Politique et argent : Les Budgets Confinés

En France, les plus pauvres rassurent et les plus riches sont suspects. Depuis la nuit des temps, cette culture de « qui possède quoi par rapport à moi » est inscrite dans le marbre. Et dans le versant « où va mon argent » des français, les gouvernants sont traités, et jugés, comme un service public, puisque les impôts couvrent les frais. Quand on est élu président, on a 66 millions d’employeurs, mais on est élu, donc la marge d’erreurs excusées existe. Il en va de même pour les députés, présidents de région, maires et autres élus. Mais quand on est ministre, non élu et juste nommé, l’exigence est proportionnelle à la colère populaire en cas d’erreur ou de punchline ratée dans les médias. Les ministres recalés aux récentes municipales sont : Jean-Baptiste Djebbari, secrétaire d’État chargé des Transports, candidat sur une liste à Limoges, Marlène Schiappa, secrétaire d’État chargée de l’Égalité entre les femmes et les hommes, et Agnès Pannier-Runacher, secrétaire d’État auprès du ministre de l’Économie et des Finances, qui ne sont pas parvenues à devenir conseillères d’arrondissement à Paris.
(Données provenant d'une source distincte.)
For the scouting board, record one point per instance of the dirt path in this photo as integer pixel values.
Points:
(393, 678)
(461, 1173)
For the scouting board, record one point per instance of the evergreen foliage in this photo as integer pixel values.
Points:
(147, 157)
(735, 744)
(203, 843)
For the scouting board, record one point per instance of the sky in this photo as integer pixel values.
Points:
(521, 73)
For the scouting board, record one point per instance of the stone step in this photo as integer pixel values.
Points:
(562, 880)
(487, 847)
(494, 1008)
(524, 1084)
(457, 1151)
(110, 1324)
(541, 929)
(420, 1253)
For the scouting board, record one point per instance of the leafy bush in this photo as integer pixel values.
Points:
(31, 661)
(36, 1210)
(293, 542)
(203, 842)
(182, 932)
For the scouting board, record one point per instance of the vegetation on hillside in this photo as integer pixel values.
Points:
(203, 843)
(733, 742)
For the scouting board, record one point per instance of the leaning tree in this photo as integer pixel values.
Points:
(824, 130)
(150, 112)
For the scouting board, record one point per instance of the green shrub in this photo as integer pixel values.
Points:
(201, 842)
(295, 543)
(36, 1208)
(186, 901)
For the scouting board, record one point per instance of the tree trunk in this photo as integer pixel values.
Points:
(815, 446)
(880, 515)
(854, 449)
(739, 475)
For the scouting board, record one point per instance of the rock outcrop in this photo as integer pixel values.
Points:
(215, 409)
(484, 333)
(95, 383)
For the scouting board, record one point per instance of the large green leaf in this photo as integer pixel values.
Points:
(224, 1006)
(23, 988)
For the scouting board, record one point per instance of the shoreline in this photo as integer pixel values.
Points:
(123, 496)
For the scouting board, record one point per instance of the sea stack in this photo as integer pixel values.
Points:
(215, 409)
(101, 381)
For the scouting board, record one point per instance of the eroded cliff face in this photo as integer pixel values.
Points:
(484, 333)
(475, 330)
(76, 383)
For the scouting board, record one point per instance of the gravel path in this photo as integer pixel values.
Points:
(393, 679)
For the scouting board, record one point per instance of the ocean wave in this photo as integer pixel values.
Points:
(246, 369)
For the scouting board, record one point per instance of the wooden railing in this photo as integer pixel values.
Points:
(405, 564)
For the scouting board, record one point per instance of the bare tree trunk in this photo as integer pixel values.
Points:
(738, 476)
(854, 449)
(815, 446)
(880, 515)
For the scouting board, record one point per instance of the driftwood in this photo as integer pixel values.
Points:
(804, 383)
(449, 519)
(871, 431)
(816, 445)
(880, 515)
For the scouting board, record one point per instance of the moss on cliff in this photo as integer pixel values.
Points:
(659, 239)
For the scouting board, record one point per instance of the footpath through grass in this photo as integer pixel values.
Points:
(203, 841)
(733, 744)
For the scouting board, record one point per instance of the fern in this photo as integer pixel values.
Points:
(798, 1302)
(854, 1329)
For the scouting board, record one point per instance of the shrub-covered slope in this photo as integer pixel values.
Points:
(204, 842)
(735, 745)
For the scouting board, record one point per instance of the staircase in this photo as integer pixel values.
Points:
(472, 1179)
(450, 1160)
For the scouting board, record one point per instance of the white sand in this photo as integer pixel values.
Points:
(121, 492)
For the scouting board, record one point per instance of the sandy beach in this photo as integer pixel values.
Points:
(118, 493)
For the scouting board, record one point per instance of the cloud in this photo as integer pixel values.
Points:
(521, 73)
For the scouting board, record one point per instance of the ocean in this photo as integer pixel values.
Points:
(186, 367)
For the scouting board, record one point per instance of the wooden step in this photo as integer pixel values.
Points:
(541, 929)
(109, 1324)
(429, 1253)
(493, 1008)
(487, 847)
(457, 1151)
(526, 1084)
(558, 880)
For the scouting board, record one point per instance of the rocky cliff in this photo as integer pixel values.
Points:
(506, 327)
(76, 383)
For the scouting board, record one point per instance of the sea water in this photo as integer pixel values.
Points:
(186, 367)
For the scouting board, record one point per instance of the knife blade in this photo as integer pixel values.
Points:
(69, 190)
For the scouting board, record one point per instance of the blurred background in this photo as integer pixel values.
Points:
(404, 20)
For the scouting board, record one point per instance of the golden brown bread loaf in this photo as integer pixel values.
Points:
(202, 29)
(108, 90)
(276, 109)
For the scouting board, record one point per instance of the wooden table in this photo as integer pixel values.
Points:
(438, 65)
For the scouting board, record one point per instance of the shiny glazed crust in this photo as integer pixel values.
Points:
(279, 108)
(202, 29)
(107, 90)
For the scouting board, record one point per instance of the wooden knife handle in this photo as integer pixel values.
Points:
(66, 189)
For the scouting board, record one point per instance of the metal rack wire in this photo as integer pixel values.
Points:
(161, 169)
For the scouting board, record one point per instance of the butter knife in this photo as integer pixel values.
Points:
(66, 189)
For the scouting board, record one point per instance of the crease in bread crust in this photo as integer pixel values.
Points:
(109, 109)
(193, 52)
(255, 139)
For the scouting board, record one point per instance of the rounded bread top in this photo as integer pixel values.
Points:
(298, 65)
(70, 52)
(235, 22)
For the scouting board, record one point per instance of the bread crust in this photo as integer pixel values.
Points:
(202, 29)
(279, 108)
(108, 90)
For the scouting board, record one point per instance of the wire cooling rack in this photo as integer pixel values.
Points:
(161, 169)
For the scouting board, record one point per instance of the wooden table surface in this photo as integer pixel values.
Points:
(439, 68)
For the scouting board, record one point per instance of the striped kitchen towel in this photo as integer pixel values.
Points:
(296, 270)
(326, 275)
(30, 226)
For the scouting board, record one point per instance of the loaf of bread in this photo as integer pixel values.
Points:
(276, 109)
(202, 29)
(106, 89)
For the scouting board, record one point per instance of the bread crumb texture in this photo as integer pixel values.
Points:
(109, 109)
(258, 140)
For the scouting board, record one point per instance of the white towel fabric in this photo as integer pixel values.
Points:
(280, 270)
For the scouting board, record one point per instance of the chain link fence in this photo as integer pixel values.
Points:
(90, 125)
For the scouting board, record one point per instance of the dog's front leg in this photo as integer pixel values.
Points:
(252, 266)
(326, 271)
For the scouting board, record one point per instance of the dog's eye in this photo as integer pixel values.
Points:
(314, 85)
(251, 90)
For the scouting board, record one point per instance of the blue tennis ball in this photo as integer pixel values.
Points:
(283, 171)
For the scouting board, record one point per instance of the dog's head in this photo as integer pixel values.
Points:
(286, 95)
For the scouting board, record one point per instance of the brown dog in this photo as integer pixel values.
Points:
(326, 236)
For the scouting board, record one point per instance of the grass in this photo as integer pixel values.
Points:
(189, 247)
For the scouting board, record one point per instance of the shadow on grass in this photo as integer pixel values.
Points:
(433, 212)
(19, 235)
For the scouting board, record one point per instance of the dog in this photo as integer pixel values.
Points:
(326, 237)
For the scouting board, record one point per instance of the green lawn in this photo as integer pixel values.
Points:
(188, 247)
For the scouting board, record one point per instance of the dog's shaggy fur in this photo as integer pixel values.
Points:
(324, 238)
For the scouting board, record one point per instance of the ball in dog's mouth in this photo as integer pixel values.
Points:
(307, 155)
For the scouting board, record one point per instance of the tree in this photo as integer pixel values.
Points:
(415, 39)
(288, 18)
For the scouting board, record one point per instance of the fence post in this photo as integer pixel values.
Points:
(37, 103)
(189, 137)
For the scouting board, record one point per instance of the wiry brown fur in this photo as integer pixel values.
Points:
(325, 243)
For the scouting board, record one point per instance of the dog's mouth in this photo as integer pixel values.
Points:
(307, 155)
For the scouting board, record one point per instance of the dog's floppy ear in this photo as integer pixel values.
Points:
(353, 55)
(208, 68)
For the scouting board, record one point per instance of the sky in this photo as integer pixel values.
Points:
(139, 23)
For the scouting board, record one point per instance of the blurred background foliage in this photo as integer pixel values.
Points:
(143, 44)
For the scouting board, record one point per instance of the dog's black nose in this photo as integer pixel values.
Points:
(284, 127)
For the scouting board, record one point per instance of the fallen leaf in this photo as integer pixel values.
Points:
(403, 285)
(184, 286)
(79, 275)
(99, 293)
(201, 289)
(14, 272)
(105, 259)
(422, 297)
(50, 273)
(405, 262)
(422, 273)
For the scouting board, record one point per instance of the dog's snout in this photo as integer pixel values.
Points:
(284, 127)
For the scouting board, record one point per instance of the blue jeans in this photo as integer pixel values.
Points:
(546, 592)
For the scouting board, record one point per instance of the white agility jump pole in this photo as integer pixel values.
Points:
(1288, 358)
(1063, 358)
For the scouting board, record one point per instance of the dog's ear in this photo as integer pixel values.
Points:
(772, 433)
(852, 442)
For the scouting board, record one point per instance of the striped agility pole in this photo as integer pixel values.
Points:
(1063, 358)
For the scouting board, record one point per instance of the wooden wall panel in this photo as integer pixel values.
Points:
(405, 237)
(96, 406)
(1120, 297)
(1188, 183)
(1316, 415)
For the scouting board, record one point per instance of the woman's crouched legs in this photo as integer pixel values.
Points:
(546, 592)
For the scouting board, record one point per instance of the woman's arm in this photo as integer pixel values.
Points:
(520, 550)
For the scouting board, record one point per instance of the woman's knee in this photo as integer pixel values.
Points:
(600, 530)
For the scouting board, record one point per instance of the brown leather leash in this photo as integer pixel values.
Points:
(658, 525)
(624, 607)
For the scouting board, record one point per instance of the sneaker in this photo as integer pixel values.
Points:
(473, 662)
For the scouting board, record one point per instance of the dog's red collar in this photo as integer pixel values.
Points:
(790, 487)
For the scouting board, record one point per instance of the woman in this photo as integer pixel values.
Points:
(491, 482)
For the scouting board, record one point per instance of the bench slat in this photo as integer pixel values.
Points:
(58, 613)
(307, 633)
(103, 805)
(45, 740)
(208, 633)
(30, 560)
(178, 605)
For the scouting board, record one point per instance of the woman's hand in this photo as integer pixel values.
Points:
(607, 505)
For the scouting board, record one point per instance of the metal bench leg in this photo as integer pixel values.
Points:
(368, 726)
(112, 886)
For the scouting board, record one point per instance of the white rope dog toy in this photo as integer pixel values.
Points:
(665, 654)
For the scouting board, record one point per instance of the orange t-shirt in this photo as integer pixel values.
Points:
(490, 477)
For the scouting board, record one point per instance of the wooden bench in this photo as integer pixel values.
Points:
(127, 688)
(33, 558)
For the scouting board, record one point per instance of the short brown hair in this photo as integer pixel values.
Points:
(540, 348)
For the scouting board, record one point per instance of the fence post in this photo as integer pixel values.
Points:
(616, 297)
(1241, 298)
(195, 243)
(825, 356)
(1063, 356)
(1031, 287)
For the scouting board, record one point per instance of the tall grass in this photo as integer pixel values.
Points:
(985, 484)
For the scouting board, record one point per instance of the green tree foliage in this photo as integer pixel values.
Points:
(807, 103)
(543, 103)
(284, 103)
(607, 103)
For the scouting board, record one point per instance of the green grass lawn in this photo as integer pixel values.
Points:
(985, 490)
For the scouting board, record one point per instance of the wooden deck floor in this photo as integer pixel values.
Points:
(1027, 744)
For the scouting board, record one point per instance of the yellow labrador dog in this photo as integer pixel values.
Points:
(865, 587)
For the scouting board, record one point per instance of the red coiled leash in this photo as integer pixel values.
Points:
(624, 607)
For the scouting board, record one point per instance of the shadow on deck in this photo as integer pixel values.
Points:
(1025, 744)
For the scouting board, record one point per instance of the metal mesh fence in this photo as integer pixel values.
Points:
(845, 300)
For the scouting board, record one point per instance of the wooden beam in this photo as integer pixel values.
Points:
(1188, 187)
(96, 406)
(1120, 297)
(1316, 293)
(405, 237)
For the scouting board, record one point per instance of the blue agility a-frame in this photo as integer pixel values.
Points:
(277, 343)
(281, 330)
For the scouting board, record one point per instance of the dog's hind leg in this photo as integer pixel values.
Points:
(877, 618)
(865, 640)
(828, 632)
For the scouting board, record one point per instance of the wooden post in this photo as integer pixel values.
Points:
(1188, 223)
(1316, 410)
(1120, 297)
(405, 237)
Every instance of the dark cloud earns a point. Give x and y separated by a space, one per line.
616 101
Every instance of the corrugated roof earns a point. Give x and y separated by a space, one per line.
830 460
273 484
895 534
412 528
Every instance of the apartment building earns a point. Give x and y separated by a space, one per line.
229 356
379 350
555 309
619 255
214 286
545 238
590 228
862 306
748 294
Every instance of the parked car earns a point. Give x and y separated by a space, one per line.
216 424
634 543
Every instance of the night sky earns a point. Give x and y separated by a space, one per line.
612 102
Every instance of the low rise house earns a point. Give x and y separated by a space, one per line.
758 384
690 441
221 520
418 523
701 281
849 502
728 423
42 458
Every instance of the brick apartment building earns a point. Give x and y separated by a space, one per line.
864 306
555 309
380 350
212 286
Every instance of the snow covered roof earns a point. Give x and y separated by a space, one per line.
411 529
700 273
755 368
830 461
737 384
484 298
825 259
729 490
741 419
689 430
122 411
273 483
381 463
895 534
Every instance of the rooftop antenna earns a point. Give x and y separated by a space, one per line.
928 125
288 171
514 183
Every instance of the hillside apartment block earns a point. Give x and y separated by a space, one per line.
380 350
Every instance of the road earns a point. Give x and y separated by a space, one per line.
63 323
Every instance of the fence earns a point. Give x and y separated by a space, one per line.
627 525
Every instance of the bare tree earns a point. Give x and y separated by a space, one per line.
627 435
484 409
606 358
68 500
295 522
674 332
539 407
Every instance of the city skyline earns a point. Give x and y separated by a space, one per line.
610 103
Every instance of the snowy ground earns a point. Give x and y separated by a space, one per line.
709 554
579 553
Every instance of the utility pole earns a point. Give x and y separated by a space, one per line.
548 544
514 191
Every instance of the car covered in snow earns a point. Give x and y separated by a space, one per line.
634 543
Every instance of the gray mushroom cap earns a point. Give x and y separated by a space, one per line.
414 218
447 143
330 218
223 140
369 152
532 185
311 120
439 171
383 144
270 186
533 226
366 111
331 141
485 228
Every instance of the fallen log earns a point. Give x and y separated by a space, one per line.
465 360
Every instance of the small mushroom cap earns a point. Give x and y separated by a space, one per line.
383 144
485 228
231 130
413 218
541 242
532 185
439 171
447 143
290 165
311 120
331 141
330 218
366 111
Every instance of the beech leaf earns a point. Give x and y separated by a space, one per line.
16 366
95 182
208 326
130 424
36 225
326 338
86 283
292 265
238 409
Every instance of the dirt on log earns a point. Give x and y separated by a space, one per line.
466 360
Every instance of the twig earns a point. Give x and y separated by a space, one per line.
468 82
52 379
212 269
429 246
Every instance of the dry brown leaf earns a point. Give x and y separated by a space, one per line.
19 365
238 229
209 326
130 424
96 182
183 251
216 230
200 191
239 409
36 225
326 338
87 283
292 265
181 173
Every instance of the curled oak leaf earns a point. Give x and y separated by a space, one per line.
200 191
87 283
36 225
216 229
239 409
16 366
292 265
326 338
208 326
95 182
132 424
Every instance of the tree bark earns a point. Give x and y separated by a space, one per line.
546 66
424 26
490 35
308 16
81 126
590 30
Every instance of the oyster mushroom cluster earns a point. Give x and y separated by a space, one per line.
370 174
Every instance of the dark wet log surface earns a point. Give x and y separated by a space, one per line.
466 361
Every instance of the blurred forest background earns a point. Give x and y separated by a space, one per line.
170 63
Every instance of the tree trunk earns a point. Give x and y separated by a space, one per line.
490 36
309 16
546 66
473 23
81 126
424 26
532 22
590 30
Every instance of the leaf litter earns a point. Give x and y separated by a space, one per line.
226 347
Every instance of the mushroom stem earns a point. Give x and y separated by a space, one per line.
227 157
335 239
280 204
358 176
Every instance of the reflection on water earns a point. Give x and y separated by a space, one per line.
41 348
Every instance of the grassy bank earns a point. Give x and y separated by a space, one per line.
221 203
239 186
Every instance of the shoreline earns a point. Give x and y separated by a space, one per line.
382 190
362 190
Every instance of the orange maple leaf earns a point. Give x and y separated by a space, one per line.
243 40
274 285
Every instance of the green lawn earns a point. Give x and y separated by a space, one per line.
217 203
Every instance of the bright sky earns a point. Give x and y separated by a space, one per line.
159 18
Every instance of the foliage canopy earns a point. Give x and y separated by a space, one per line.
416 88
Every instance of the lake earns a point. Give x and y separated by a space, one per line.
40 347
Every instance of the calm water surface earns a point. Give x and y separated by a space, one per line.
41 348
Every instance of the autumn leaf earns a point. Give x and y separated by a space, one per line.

https://www.francetvinfo.fr/replay-radio/expliquez-nous/expliquez-nous-les-regles-lorsqu-un-ministre-est-candidat-a-une-election_2945027.html

Le lien ressenti par les gens entre le monde politique et l’argent est assez proche (dans ses aspects dénigrants) de ce qu’on dit en France de la fonction publique dans son ensemble, probablement aussi de tous les services publics. L’avantage des fonctionnaires classiques par rapport aux hommes et femmes politiques, c’est qu’ils sont anonymes et finalement s’arrangent avec eux-même de ce folklore critique pénible, mais impersonnel. Les politiques en fonction, eux, ont des noms, des vies qui sont exposées, chaque jour pour certains. Mais leur existence et leur fonction sont couvertes financièrement par les impôts, ce qui les protège, sans toutefois améliorer l’enthousiasme et la confiance des français (étude Sciences Po) :

Les partis, qu’ils soient opposants ou frontaliers d’une opinion dirigeante, ne sont pas logés à la même enseigne. Jusqu’en 1988, il n’existait pas ou peu de lois fixant les règles de financement des partis, ni de financement public. Les lois du 11 mars 1988, du 15 janvier 1990, du 19 janvier 1995, du 11 avril 2003, ainsi que les lois pour la confiance dans la vie politique du 15 septembre 2017 ont remédié à ce manque, notamment en plafonnant les dépenses électorales. Il y a donc trois sources potentielles de financement pour un parti politique aujourd’hui : les cotisations des adhérents, les dons privés dans une limite de 7500€ (actualisable) par an et par personne, et les subventions publiques liées à une performance électorale. Le seuil de déclenchement est fixé à 5% des voix minimum à une élection nationale, 1% des voix dans 50 circonscriptions pour les législatives, ainsi qu’une règle sur le nombre de parlementaires. Tout ceci encadré par un contrôle strict des dépenses de campagne. On se rend compte de la différence gigantesque de risque financier qu’il peut y avoir entre une petite formation, peu ou pas représentée à l’assemblée, et un grand parti, ainsi que la différence tout aussi gigantesque de risque entre un grand parti et une majorité au pouvoir.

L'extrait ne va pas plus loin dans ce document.